Back in the UK Temple made a series of films in the late 1990s including Vigo (1998), a story of the passionate relationship between Jean Vigo and his wife Lydou, and Pandæmonium (2000), a critically acclaimed film about the friendship between Romantic poets Samuel Taylor Coleridge and William Wordsworth which won the Evening Standard Film Best Actor award for Linus Roache.
Then in 2000 Temple revisited the story of The Sex Pistols in The Filth and the Fury, an account of their history, this time from the viewpoint and with full cooperation of the surviving members of the band. Seen as setting the record straight, the film was critically acclaimed and embraced by the public.
In 2002 Temple started the feature length documentary Glastonbury, a vivid and personal chronicle of thirty years of the music festival. Temple shot the film over 4 years at the festival between 2002 and 2005, drawing on a vast amount of archive, as well as the footage sent in by fans of the festival and was released in April 2006.
The Future Is Unwritten, a film celebrating the life and times of his close friend Joe Strummer, punk warlord and leader of The Clash, followed.

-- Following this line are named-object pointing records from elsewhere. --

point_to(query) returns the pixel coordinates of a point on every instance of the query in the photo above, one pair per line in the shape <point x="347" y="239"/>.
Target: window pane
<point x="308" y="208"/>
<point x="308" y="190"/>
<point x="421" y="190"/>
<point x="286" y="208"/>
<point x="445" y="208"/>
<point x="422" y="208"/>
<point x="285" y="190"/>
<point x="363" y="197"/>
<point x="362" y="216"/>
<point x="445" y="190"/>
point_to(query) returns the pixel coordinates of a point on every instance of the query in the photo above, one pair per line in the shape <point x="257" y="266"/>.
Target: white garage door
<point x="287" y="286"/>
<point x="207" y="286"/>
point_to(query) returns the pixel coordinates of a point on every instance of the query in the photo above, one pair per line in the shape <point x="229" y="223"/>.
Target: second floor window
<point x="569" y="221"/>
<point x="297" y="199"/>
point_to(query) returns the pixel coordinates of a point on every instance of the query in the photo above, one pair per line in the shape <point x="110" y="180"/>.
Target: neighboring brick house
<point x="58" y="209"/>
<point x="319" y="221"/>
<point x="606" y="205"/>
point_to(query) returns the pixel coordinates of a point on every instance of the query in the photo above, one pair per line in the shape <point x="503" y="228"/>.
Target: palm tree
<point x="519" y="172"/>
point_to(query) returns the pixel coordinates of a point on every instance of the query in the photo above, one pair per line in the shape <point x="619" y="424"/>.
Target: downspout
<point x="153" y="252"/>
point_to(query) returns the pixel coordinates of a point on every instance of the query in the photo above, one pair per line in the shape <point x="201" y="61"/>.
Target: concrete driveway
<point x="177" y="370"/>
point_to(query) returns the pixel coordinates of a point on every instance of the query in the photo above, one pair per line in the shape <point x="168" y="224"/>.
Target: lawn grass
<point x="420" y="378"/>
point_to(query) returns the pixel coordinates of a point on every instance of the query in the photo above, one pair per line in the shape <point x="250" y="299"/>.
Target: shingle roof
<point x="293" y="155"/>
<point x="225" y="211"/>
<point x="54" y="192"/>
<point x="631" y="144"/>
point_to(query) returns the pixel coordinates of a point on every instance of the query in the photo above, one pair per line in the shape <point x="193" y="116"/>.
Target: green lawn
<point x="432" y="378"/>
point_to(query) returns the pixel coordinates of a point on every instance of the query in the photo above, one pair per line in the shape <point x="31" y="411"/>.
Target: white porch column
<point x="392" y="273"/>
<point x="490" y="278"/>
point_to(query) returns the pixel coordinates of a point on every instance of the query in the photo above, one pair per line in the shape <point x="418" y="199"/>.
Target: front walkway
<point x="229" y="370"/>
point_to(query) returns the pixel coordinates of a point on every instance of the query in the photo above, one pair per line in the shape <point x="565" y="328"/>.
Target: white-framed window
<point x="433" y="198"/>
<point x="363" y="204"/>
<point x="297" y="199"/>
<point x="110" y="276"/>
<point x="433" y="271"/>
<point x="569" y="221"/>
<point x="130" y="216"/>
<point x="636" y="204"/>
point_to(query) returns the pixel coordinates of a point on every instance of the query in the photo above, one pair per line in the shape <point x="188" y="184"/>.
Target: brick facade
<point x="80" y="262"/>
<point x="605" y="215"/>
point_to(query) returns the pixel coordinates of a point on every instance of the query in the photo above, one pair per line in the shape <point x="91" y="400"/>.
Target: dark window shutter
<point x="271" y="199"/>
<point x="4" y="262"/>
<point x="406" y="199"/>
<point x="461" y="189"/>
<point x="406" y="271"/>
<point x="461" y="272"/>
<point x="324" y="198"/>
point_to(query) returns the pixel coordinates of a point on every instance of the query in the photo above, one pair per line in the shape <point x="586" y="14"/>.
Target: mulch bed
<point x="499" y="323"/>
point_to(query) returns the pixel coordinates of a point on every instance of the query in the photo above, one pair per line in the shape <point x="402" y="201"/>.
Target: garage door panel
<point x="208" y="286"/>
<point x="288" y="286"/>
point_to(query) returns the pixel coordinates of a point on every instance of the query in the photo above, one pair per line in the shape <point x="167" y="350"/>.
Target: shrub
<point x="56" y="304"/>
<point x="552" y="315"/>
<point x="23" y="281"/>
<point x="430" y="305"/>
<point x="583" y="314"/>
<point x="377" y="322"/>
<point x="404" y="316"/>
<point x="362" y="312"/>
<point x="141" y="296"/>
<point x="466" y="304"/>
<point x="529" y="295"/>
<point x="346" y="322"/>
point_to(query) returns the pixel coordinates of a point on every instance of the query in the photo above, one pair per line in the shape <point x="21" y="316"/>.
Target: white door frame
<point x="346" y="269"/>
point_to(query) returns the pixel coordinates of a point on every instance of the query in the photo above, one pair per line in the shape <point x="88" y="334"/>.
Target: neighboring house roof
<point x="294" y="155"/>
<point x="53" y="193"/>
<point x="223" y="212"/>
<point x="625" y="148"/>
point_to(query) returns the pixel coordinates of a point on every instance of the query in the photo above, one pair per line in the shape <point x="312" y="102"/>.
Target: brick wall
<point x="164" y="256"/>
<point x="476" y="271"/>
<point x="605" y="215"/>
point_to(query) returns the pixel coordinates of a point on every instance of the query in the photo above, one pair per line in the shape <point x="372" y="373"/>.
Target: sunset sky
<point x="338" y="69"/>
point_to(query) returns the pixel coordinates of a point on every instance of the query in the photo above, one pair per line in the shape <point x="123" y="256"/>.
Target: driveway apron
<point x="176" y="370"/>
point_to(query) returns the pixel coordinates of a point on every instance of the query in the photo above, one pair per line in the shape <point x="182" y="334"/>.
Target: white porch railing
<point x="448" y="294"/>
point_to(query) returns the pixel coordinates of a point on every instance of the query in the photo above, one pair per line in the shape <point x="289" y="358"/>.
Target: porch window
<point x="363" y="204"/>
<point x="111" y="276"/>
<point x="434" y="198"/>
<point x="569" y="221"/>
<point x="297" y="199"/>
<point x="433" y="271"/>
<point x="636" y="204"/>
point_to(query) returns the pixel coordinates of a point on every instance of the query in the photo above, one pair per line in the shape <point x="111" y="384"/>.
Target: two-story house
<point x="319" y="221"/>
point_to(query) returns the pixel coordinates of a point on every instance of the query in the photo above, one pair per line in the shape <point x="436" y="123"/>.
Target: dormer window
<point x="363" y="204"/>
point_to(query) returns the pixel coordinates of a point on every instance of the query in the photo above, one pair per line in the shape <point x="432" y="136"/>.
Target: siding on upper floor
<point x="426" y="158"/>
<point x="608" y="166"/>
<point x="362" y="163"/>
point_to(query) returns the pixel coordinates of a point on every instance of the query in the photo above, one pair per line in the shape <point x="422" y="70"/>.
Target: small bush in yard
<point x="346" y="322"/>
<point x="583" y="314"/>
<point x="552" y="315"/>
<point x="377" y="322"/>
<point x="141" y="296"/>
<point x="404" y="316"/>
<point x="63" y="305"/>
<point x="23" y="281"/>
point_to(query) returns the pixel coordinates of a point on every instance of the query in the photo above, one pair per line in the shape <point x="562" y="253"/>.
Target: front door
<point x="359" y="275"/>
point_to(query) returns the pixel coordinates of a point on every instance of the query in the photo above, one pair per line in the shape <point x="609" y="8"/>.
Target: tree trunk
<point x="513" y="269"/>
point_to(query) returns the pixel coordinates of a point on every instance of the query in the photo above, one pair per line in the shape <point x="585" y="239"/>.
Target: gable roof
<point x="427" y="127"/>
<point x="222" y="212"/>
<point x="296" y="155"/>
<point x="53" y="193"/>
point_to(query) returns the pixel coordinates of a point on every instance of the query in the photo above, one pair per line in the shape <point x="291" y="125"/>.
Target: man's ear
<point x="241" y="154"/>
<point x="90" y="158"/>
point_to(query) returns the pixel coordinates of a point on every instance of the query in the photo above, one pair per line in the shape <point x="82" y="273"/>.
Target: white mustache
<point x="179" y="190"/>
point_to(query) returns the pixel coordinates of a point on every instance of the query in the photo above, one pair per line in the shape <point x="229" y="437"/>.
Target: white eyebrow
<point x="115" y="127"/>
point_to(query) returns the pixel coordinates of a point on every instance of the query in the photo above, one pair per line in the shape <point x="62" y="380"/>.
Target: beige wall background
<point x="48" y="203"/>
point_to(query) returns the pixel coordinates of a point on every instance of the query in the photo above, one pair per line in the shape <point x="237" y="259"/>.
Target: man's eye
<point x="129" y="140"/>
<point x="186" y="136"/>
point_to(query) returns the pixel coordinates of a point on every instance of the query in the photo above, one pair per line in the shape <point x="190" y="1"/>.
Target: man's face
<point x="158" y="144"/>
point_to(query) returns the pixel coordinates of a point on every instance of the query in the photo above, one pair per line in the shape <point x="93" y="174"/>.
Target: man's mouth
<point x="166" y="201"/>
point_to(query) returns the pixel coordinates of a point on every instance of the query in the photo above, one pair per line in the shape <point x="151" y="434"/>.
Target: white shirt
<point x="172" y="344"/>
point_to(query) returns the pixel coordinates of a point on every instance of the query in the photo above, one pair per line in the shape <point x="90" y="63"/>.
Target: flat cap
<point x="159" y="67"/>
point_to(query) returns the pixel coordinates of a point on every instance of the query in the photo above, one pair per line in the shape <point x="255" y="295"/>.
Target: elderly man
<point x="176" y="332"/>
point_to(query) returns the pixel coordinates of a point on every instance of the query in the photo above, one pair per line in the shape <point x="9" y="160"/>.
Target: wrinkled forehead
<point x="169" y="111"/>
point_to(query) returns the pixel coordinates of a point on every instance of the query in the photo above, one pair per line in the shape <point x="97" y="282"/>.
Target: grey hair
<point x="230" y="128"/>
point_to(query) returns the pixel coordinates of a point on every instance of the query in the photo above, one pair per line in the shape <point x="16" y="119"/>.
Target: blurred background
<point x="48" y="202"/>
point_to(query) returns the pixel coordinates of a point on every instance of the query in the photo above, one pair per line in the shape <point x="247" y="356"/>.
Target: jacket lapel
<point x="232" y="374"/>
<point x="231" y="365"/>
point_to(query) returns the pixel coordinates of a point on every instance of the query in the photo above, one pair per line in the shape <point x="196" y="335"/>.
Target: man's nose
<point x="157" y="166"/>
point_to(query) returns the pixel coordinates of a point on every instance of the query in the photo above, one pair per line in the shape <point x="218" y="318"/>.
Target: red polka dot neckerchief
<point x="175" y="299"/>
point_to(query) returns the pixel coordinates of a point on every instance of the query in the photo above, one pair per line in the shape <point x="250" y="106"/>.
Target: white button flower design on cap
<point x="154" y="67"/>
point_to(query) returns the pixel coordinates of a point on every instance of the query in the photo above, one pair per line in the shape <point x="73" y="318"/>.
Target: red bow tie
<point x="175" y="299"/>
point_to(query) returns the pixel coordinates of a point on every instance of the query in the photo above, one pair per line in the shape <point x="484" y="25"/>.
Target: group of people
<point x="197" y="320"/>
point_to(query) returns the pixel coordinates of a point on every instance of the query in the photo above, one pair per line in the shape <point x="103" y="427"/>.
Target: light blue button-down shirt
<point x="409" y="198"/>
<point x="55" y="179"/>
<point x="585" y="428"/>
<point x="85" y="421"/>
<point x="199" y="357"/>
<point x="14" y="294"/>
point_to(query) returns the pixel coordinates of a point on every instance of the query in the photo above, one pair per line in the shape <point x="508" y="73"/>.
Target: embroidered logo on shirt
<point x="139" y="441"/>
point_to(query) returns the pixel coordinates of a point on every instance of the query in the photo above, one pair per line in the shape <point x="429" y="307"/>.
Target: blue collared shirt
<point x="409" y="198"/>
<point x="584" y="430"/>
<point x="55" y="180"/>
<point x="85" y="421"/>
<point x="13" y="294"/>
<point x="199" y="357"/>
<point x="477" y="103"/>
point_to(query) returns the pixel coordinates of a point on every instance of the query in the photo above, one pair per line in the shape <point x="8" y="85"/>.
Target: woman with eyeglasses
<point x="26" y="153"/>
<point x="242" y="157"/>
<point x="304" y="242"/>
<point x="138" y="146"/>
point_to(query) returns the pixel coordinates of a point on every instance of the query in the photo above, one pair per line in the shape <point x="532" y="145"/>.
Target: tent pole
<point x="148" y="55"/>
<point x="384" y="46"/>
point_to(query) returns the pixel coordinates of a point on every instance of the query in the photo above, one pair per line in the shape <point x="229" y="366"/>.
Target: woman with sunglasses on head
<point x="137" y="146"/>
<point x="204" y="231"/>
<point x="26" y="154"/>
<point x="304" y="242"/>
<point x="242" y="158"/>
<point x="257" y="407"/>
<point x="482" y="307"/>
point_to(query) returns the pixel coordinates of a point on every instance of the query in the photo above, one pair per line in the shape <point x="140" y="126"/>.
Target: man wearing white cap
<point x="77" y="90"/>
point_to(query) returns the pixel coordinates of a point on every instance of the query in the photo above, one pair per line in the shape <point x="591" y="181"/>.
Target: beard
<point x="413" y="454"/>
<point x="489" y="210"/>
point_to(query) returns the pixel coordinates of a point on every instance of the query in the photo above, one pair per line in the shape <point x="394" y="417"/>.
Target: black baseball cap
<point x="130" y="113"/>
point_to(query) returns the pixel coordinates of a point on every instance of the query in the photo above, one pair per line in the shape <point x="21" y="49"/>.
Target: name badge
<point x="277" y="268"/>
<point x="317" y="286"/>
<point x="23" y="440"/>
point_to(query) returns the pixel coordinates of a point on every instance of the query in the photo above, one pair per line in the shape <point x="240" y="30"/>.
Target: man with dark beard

Another trademark montage film with archive, original material and animation it premiered at Sundance in 2007 and won the British Independent Film award for best documentary.
In 2008 Temple went back to the influences of Aria when he directed Eternity Man, a narrative opera film for Channel 4, ABC and Australian Opera, winning the Golden Rose award at Montreux 2009 and Silver Medal at the New York Television awards.
His most recent films include Oil City Confidential a documentary about the forgotten precursors of punk, Dr Feelgood, which won the main prize at the 2009 Turin Film Festival, The Liberty of Norton Folgate a conceptual live performance by Madness, There’ll Always Be An England which documented the Sex Pistols reunion concerts, and Find the Torch a television film about Paul Weller for C4.
Temple’s 2010 Requiem For Detroit? was his first film with a city as the focus and won the Grierson Award for Best Historical Documentary, whilst that same year his Imaginary Man for Alan Yentob at BBC, a biography of long term collaborator and Kinks songwriter Ray Davies, screened on Christmas Eve at prime time on BBC 1.
The following year started with another music documentary for the BBC, Kinkdom Come, switching his focus to Ray’s brother, Dave Davies. This was soon followed by Glastopia, a second film on the Glastonbury Festival, spotlighting the alternative arts and late night performers at the festival. Glastopia was premiered in place of the festival, which was on a hiatus, in June 2012.
In early 2011 Temple began work on his latest project, the immense London – The Modern Babylon, backed by the BFI and BBC. This widely acclaimed feature documentary was released theatrically in the UK in August 2012, launching internationally at the Toronto Film festival in September.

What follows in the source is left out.